Elle vient de hurler. Elle claque maintenant des dents et ce n’est pas seulement parce que le chauffage a été coupé.
Reste calme. Il doit avoir du mal à trouver la panne, voilà tout.
Mais la peur est tout sauf rationnelle.
Cloé puise au fond d’elle-même le courage de s’extirper du lit, comme si elle quittait un abri sûr pour s’aventurer dans un monde hostile.
Pieds nus, un peignoir sur le dos, elle avance doucement dans le couloir.
— Bertrand ? Tu es là ?
Dans l’entrée, elle essaie bêtement d’allumer le lustre. Elle tente de contrôler les spasmes qui font s’entrechoquer ses dents et se maudit en silence.
Je suis ridicule.
Sur le perron, la lumière de la rue la rassure un peu.
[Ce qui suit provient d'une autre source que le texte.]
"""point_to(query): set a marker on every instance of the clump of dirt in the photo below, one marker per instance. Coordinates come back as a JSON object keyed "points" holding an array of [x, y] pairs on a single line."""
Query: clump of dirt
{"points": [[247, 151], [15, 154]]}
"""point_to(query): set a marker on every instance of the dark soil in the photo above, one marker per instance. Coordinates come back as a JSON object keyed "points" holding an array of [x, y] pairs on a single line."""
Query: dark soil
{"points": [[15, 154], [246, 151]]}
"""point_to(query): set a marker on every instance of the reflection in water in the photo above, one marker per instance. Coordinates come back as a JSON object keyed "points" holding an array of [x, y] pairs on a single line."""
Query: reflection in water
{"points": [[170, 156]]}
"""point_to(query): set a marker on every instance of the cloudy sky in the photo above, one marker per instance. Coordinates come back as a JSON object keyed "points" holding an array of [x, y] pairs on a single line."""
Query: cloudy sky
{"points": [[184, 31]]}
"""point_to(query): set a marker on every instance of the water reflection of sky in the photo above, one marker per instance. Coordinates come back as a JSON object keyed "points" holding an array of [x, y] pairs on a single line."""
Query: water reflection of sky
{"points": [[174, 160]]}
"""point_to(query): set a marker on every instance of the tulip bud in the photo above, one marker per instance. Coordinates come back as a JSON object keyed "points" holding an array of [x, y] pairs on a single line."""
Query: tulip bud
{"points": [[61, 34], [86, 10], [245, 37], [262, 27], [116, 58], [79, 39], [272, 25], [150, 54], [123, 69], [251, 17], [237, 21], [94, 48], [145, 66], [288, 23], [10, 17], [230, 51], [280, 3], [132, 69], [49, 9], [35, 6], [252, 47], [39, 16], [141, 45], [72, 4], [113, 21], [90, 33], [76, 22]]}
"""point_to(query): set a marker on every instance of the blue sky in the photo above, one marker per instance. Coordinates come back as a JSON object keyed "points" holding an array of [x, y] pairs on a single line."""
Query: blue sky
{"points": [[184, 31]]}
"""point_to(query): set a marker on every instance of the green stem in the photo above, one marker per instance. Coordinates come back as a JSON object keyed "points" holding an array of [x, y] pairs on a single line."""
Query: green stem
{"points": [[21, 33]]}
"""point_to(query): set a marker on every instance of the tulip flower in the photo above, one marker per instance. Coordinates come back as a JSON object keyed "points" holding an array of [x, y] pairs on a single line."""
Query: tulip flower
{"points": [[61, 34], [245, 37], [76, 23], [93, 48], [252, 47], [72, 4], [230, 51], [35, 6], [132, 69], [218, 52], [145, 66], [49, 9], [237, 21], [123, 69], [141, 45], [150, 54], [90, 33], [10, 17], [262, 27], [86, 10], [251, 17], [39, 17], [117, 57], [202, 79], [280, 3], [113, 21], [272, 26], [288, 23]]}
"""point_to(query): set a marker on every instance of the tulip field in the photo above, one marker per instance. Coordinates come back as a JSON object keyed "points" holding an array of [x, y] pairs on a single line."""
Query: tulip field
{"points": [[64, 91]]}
Seulement un peu.
— Bertrand ?
Un petit vent la nargue et finit de la glacer. Elle repart en arrière, enfile sa paire d’escarpins.
Une seconde, elle s’imagine, à l’aube, sur le perron de sa maison, en peignoir blanc et escarpins noirs. Mais elle a bien d’autres choses à imaginer.
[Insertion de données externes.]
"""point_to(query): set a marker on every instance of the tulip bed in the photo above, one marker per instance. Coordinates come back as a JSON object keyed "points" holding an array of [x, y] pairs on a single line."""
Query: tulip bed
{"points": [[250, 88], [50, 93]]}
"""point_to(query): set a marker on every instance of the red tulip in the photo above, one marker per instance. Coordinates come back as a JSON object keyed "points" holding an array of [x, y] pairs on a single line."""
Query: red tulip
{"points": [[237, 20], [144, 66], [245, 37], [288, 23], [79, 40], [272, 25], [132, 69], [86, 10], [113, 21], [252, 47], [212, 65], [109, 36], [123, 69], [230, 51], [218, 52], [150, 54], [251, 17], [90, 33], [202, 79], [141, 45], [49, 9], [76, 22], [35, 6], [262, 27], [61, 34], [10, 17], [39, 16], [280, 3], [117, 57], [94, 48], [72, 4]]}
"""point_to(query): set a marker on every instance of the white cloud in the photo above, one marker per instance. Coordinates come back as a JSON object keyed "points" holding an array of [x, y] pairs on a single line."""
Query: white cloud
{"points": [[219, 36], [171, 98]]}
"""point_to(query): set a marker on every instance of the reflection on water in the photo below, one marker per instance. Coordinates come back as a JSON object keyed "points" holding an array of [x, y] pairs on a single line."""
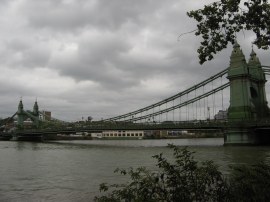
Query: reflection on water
{"points": [[73, 170]]}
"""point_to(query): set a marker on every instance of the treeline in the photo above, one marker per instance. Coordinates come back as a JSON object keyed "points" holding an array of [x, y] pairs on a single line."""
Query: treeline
{"points": [[188, 180]]}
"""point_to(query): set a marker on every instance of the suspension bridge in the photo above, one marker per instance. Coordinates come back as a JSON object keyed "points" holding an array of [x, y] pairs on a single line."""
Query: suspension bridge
{"points": [[244, 118]]}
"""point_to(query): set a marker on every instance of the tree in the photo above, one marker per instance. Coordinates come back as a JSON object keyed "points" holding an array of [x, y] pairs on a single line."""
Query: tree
{"points": [[183, 180], [220, 21]]}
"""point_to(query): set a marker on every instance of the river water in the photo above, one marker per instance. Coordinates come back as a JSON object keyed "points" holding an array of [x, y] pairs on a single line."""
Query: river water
{"points": [[72, 170]]}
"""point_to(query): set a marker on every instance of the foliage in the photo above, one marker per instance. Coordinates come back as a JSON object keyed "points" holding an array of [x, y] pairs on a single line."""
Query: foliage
{"points": [[182, 180], [219, 22], [185, 179]]}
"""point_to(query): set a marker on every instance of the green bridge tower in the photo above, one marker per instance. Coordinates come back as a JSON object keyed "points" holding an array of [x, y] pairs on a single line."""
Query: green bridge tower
{"points": [[247, 97], [22, 115]]}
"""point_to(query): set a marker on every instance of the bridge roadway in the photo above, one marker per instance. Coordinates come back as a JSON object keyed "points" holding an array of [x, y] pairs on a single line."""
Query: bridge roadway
{"points": [[221, 126]]}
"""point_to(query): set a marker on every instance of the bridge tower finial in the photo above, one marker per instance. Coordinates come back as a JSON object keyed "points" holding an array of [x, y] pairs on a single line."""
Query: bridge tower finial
{"points": [[237, 56], [35, 108]]}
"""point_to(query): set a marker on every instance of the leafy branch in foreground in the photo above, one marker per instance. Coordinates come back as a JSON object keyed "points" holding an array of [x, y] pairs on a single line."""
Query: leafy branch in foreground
{"points": [[218, 23], [182, 180], [185, 179]]}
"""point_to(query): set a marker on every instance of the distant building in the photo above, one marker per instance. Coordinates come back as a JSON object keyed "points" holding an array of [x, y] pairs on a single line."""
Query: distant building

Bertrand mort. Assassiné par l’Ombre.
Elle descend la volée de marches, bifurque à gauche vers le garage. Elle devine la porte grande ouverte sur un trou noir.
Figée sur le seuil, elle écoute attentivement le silence.
— Chéri ?
Aucun bruit, sauf celui du vent dans les branches et celui du moteur d’une grosse cylindrée qui rugit dans une rue voisine. Elle ose deux pas à l’intérieur du garage vide puisque sa voiture est restée dans le parking souterrain de l’Agence.
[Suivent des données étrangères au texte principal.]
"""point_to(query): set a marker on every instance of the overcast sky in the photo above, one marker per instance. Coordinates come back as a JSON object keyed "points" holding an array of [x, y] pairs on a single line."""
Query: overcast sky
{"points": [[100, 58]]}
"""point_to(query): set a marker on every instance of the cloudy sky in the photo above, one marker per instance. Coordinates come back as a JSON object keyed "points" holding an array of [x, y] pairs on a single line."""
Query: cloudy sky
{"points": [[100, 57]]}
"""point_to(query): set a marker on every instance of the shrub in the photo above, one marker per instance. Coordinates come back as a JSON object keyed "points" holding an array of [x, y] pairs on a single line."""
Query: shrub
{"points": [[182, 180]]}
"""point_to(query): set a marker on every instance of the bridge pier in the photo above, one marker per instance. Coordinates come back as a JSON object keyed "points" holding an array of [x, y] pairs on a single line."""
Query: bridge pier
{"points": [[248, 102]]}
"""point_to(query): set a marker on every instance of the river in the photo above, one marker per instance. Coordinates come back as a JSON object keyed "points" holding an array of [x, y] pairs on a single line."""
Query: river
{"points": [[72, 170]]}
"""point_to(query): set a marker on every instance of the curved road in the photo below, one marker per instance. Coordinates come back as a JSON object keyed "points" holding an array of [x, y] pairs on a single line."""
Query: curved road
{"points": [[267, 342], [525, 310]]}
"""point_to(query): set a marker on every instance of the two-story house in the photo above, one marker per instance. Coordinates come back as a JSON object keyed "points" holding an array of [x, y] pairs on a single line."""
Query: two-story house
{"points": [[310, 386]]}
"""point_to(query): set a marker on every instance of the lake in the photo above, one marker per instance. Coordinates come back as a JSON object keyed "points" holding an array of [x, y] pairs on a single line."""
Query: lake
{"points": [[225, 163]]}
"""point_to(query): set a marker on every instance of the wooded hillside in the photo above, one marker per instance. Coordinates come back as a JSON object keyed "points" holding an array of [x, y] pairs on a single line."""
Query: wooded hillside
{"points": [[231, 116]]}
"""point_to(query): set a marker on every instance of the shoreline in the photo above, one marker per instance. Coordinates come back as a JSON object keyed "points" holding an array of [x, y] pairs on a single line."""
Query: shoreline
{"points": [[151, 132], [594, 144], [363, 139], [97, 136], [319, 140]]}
Elle respire fort, l’air froid brûle ses poumons. La voix dans son crâne se fait plus persuasive.
Fais demi-tour pendant qu’il est encore temps !
Prête à s’enfuir, elle pivote. Et tombe alors nez à nez avec son cauchemar.
Immense, l’homme est habillé tout en noir, capuche sur la tête.
Cloé pousse un hurlement affreux, part en arrière. Sa cheville se tord, elle perd l’équilibre. Sa tête percute quelque chose de dur, le choc est violent.
Respiration coupée net, chaleur intense qui embrase son corps, explose dans son cerveau.
Elle ouvre à moitié les paupières, discerne l’Ombre qui se penche sur elle.
Elle voudrait parler, lui demander où est Bertrand.
Que lui avez-vous fait ? Qu’allez-vous me faire ?
Mais aucun mot ne franchit ses lèvres pourtant ouvertes.
L’homme est tout près d’elle. Il lui semble apercevoir le bas de son visage. Il lui semble qu’il sourit.
Et puis ensuite…
Le gyrophare orange se reflète dans le rétroviseur intérieur. L’heure des éboueurs. L’heure d’aller se coucher, sans doute.
La voiture rechigne un peu, finit enfin par démarrer. Laval se réveille en sursaut, met un instant à se souvenir qu’il n’est pas dans son lit.
— Vous l’avez vu ?
— Non, répond le commandant. Je te dépose chez toi.
Laval bâille, ses paupières se referment.
— Qu’est-ce que vous comptez faire ?
— Pioncer un bon coup.
— Non, je veux dire pour le mec.
— Il ne perd rien pour attendre !
— Je m’en doute, soupire Laval. Putain, j’ai mal aux reins…
— Tu demanderas à ta femme de te faire un bon petit massage.
— Sauf que je suis pas marié, rappelle le jeune lieutenant.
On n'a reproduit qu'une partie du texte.